You could say that the development is not from grunts to signs, to grammar, to metaphor, to literature. It is from music to myth, to thought, to literalness, to spiritual isolation. It’s that final twist that has led science now to assume that primitive pointing came before primordial poetry; meaningless signs before living symbols; practical needs before an awareness of relationship. But in truth, language sprang from an involvement with life. ‘The first metaphors were not artificial but natural,’ summarised Barfield.

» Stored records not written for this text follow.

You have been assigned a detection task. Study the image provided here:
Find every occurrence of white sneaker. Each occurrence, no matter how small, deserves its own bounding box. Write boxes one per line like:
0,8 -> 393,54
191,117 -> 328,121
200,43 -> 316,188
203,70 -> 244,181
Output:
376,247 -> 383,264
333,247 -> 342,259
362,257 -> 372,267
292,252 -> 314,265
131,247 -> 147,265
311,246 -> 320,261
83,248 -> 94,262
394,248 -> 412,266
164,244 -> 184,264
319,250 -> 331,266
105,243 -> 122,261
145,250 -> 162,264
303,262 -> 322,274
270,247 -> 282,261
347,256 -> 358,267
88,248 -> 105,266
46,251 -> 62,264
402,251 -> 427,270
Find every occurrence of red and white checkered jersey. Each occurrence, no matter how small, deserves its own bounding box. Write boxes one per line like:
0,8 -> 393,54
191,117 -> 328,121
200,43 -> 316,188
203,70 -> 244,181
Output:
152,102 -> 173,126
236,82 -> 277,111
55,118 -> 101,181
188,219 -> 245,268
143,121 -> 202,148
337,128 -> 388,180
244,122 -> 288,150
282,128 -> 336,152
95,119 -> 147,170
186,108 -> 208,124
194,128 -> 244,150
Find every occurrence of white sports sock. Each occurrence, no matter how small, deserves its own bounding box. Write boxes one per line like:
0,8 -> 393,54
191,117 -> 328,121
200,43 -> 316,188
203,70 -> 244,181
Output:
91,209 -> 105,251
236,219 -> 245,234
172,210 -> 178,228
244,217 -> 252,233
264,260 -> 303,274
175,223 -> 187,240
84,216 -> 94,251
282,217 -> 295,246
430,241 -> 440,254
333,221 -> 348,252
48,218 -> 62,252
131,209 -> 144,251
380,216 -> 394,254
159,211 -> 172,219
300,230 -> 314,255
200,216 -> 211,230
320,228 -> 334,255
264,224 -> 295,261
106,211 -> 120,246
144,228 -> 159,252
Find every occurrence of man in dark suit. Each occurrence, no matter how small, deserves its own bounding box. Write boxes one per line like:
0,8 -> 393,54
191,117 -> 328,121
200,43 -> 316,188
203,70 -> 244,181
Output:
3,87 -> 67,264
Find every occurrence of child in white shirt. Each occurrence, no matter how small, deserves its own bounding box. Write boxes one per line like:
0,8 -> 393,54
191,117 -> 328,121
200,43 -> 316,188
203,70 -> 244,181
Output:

If it’s a radical theory, it has radical ramifications. It suggests that words that have come to describe the inner life of human beings can have evolved only if the cosmos is full of spirit. The first humans were not inventive onlookers: they were intelligent participants in that wider consciousness. Their difference from other creatures lay only in a capacity self-consciously to communicate the meaning they felt pulsing around them. In History, Guilt and Habit (1979), Barfield concluded that the evolution of words ‘always points us back to a cultural period when there was a much closer interpenetration between thinking and perceiving than is the case with us today’. Or as Alexander von Humboldt, one of the key figures at the origins of Romantic science, realised: ‘Nature everywhere speaks to man in a voice familiar to his soul.’

Further, it is only because we are embedded in nature, materially and imaginatively, that science can be done. The idea of the scientist standing outside of nature and being able to understand it makes no sense. ‘I myself am identical with nature,’ said Humboldt. That’s why language arose. It does, indeed, come out of the land. That’s why it has its power, and works.